Consistent with principles outlined in international human rights instruments and with Victoria’s Charter of Human Rights and Responsibilities Act 2006, the Children, Youth and Families Act 2005 articulates processes and considerations clearly differentiated from the adult criminal justice system. It does this by providing for specialist and therapeutic responses to children and young people with a clear emphasis on sentencing outcomes that promote the rehabilitation of the young person, connect them to family, education and training, that avoid stigmatisation, and where appropriate, ensuring they bear responsibility for their actions and serve to protect the community.
The Children’s Court of Victoria has been at the forefront of innovative approaches aimed at promoting these sentencing objectives:
the Children’s Koori Court – aimed at interrupting the cycle of intergenerational offending and incarceration by providing critical connections to community and cultural identity
the Education Justice Initiative – placing education at the heart of the work of the Children’s Court
diversionary programs – aimed at providing early and effective interventions and to prevent further progression into the criminal justice system
specialist sex offence lists – with therapeutic treatment programs attached
group conferencing – to promote an understanding of the impact of criminal behaviour on victims and the community and develop comprehensive plans to address offending.
Unlike the adult sentencing regime, considerations of punishment, denunciation and general deterrence have no application when sentencing young people.

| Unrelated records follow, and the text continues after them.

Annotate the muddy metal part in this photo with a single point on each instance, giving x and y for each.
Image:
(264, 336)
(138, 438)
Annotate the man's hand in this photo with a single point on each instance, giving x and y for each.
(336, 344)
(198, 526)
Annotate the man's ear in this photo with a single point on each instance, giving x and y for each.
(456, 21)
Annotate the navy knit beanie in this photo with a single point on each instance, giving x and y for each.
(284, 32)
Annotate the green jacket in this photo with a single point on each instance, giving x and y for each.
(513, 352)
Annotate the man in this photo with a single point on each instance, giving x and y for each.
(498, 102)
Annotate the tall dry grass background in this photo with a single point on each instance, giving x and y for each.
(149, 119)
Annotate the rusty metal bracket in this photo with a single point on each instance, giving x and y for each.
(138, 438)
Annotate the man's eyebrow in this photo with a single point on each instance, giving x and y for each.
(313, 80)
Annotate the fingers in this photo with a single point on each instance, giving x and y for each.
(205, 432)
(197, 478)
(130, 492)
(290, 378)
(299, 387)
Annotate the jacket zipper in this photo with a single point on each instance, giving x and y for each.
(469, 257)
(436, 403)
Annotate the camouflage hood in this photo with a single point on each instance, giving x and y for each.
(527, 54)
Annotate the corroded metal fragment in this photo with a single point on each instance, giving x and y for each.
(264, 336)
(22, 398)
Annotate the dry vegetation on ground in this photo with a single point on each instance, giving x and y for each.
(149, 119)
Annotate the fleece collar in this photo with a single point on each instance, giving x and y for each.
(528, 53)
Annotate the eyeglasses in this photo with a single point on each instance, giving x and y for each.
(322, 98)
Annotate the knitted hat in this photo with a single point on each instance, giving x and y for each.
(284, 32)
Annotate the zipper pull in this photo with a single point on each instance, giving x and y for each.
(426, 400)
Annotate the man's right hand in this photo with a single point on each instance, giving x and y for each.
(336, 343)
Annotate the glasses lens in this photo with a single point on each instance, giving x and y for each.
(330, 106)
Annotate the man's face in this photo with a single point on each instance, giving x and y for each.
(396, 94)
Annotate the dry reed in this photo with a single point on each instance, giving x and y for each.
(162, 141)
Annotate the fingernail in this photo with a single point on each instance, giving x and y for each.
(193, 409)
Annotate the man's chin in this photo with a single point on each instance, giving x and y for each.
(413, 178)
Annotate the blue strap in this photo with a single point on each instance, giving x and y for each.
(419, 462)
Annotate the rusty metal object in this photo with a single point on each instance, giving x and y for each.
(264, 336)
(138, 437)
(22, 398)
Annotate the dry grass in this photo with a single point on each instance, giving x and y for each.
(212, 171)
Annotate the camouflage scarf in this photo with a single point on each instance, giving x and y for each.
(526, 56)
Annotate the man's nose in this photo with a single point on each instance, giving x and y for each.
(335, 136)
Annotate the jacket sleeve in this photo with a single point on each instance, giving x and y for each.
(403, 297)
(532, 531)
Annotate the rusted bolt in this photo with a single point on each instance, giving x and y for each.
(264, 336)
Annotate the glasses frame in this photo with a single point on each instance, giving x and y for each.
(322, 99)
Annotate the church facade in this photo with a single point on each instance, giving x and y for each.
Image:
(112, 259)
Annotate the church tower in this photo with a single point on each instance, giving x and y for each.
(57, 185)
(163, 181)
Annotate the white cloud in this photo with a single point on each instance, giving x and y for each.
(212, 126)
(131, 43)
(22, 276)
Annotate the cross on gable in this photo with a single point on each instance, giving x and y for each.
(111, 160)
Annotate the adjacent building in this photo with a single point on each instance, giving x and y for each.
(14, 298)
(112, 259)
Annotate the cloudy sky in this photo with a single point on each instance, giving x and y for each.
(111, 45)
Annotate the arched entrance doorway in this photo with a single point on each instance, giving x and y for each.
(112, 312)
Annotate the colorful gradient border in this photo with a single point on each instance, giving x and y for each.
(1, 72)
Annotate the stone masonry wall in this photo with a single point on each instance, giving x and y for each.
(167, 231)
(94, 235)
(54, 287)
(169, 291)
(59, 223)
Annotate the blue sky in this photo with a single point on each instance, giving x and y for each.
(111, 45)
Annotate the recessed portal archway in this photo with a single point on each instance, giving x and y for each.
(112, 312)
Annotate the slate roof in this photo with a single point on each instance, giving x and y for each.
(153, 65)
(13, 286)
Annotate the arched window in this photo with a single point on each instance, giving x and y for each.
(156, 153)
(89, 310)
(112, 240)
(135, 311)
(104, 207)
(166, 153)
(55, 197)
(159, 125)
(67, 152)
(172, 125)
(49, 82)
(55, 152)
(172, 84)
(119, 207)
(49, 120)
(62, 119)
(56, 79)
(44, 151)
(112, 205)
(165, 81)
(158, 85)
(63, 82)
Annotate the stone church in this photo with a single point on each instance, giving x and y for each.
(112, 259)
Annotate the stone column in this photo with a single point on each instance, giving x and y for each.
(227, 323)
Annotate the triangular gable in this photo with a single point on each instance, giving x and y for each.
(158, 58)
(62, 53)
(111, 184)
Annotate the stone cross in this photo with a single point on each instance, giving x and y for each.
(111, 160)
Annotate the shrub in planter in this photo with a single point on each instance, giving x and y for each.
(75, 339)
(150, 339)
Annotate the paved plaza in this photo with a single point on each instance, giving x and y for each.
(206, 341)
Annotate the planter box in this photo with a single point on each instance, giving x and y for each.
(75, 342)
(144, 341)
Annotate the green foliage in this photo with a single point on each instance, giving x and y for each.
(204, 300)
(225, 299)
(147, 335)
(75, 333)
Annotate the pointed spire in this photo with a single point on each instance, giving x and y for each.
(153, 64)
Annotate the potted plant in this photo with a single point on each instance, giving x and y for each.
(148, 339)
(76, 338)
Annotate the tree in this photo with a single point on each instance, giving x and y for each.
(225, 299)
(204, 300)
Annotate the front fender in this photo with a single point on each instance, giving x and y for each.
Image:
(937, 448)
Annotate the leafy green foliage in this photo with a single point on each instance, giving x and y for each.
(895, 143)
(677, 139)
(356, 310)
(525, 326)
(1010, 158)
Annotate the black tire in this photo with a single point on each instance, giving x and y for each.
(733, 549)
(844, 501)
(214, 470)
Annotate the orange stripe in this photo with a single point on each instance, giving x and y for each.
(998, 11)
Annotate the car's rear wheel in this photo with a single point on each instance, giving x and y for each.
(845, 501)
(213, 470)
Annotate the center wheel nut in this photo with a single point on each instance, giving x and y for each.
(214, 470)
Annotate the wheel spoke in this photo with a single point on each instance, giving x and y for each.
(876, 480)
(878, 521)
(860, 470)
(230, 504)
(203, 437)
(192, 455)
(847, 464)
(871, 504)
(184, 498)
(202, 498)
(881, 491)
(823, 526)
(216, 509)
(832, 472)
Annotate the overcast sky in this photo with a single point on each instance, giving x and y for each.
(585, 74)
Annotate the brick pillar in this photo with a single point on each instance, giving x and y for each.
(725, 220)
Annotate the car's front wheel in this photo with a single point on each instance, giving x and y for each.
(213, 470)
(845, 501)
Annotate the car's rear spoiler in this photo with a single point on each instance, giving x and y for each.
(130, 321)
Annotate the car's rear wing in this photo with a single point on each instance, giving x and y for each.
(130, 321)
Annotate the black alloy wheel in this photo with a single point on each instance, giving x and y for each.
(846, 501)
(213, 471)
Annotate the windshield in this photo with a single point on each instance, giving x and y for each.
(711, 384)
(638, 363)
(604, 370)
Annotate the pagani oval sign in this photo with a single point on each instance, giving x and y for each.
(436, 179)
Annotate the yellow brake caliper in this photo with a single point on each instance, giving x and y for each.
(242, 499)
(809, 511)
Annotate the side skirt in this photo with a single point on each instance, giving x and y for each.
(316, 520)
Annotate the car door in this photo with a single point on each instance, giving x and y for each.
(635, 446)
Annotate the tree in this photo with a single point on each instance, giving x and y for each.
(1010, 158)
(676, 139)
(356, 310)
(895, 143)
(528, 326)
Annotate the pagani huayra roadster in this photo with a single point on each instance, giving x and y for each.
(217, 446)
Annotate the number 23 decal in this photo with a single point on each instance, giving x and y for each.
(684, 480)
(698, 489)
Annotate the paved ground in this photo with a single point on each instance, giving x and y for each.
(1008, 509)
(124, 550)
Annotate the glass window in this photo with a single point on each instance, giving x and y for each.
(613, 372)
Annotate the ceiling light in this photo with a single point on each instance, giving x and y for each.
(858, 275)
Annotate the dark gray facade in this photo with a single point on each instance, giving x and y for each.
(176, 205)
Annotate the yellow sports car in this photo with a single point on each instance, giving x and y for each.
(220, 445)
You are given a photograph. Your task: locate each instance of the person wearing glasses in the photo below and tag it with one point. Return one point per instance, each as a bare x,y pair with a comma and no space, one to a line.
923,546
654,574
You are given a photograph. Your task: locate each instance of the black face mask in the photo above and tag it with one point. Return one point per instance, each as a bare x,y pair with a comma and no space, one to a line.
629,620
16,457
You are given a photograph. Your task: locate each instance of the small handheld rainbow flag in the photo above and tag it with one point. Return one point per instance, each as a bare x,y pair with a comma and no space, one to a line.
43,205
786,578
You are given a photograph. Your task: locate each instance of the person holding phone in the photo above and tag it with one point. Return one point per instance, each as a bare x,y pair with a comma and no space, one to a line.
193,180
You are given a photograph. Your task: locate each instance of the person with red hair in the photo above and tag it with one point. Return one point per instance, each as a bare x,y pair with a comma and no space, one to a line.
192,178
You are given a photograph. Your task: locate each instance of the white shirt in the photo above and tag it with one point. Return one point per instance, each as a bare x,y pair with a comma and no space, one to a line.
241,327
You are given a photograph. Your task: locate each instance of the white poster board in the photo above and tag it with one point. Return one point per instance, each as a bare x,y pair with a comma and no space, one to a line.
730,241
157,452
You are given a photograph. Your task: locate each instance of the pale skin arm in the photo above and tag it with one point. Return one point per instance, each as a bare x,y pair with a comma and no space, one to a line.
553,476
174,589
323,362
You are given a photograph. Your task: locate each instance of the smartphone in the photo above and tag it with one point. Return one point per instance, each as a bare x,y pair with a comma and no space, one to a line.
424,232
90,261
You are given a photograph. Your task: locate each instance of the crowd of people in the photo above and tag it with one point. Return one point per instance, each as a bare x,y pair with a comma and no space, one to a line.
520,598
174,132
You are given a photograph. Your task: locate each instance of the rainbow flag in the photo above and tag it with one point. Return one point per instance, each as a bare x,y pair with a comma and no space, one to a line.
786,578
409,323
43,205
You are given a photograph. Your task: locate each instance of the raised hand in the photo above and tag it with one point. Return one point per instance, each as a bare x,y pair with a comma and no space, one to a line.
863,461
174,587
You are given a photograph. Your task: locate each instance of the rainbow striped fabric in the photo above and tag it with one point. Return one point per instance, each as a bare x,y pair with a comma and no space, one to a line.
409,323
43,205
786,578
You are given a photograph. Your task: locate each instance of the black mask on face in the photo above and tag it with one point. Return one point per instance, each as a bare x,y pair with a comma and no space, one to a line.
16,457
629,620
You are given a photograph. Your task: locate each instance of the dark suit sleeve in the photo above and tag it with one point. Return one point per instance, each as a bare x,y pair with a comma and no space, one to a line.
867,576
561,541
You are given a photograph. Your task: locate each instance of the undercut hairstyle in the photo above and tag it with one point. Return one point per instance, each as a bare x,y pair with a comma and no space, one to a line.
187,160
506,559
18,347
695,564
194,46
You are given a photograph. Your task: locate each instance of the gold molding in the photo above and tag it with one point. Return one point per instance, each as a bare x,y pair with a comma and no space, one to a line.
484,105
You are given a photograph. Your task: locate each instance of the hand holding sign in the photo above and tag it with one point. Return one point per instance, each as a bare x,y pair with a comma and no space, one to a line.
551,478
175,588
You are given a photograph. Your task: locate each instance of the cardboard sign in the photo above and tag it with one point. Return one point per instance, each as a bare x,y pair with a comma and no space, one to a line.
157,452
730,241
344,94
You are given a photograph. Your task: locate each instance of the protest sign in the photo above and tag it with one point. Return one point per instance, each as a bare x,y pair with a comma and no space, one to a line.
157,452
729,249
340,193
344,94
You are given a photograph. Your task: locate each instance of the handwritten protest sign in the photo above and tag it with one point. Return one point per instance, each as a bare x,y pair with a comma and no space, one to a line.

They form no part of the principles of law that apply when dealing with children.
The difficult task that confronts courts when imposing a sentence for serious crimes committed by young offenders was most recently discussed by the Court of Appeal in Webster v The Queen  VSCA 66 where Maxwell P and Redlich JA observed:
“On the one hand, conventional considerations of just punishment and denunciation point towards a custodial penalty, because serious offences are seen to require the uniquely punitive sanction of loss of liberty. On the other hand, the public interest in the rehabilitation of an offender is never greater than in the case of a young offender”.
It is the judicial officers working in the specialist jurisdiction of the Children’s Court who undertake this difficult but critically important task each and every day. They, as with every other judge, magistrate and tribunal member in this state, do so without fear, favour or affection, to the best of their knowledge and ability, according to law.